Еще одну Гавану не любил Пепе — район многоэтажных домов, богатых отелей, причудливых особняков. Пепе чувствовал себя там маленьким и беспомощным. За весь день не заработаешь и гроша, не проникнешь в ресторан, чтобы почистить кому-нибудь ботинки. Везде у входа — швейцар с галунами. Нельзя открыть дверцу у подъезжающей к отелю машины — это делают швейцары. Кроме того, здесь так много блюстителей порядка — полицейских, которые норовят схватить за воротник каждого бедно одетого мальчишку.
Пепе любил ту часть города, которая называется Старой Гаваной. Улицы здесь узкие-узкие. Дома невысокие, двухэтажные, с металлическими балконами. Иногда балконы домов находятся так близко друг от друга, что, кажется, можно перепрыгнуть с одного на другой.
Пепе знал в Старой Гаване каждый закоулок, любое кафе и маленькие рестораны. Он знал, где можно подработать и где с толком истратить заработанное. В Гаване ребята из бедных семейств предоставлены сами себе. Если мальчик может заработать на пропитание цент, другой — разве это плохо? У многих родителей не хватает денег, чтобы свести концы с концами.

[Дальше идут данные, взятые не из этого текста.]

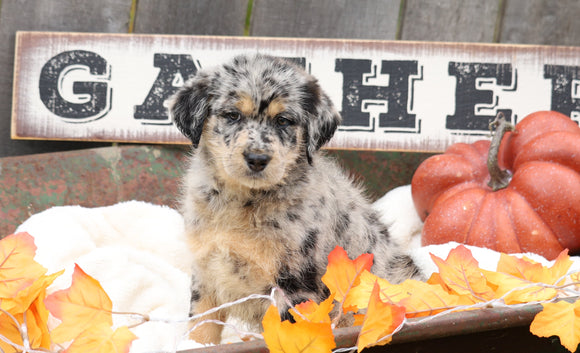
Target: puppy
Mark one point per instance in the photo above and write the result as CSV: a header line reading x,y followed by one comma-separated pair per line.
x,y
262,206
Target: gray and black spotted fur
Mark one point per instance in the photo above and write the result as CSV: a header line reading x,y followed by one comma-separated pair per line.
x,y
262,206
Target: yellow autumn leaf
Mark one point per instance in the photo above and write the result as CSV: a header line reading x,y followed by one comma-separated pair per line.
x,y
79,307
23,299
380,322
303,336
101,338
18,269
429,299
36,328
359,296
342,273
560,319
461,274
312,311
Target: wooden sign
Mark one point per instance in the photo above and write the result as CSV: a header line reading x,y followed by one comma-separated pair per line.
x,y
393,95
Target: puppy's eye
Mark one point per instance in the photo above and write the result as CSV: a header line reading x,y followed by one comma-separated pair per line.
x,y
283,122
233,117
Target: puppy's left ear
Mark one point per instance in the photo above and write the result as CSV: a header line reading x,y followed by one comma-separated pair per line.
x,y
189,108
324,120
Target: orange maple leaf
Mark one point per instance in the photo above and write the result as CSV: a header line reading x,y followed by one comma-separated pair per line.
x,y
429,299
461,274
302,336
19,303
359,296
560,319
18,269
380,322
515,277
342,273
101,338
313,312
83,305
37,334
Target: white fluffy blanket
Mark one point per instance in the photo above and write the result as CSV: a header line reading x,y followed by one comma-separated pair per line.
x,y
138,253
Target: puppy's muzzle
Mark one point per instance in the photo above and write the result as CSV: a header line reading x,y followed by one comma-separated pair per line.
x,y
257,161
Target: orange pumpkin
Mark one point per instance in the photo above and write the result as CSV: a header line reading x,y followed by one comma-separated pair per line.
x,y
533,203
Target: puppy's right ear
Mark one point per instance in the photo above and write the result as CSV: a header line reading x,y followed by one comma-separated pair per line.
x,y
190,107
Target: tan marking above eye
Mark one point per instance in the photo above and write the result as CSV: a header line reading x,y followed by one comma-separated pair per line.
x,y
246,104
275,107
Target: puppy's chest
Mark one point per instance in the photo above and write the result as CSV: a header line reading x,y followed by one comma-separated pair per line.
x,y
239,248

Сегодня Пепе решил начать свой трудовой день с ресторанчика «Эль Бристоль». Подойдя к ресторану, Пепе начал пристально вглядываться внутрь помещения. Хозяин заведения, высокий большеголовый человек, обычно стоит за стойкой, разливая напитки и наблюдая за порядком.

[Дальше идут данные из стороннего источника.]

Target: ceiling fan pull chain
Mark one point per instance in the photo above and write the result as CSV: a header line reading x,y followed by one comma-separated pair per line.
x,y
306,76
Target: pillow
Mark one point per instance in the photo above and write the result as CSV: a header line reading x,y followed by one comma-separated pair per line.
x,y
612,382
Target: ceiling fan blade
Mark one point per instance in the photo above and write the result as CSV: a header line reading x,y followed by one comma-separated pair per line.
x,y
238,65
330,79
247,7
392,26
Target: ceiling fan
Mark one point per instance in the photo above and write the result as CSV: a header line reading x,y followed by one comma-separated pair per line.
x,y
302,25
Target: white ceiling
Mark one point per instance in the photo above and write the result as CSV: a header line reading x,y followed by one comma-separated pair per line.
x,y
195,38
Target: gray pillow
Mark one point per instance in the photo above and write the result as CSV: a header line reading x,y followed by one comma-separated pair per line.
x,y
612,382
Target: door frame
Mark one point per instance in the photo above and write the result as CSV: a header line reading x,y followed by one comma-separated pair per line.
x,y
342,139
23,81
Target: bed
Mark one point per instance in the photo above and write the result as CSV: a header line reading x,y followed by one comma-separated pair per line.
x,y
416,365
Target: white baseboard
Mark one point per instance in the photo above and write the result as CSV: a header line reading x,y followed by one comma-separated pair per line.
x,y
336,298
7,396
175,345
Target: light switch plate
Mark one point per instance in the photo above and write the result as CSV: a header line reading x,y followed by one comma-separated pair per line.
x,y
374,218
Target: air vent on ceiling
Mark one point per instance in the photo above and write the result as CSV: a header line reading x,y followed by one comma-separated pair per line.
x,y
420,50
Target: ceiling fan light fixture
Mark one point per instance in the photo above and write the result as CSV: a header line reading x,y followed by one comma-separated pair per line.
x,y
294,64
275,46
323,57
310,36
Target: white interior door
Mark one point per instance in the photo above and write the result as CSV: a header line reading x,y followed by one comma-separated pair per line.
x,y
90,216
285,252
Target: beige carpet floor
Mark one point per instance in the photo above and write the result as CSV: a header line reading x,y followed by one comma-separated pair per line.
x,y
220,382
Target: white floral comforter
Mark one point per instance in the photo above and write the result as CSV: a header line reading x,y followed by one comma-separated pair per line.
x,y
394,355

Всех хозяев ресторанов Пепе считал своими главными врагами. Бывало так: только незаметно проберешься между столиками, найдешь клиента с грязной обувью и примешься чистить ему ботинки — откуда ни возьмись, хозяин. Он хватает за воротник рубашки и выбрасывает на улицу. И, если даже уже вычистил клиенту один ботинок, все равно деньги за свой труд не получишь. «Сегодня я уж постараюсь проскочить незамеченным», — подумал мальчик.
Хозяин повернулся лицом к стене, где на полках красовались десятки разноцветных бутылок. Пепе прошмыгнул в ресторан и сразу же пригнулся около ближайшего столика.
Наметанным взглядом мальчик стал искать грязные ботинки. Одна пара ног, другая, третья… Пепе уже давно научился определять по ботинкам, насколько щедрую плату можно ожидать от клиента.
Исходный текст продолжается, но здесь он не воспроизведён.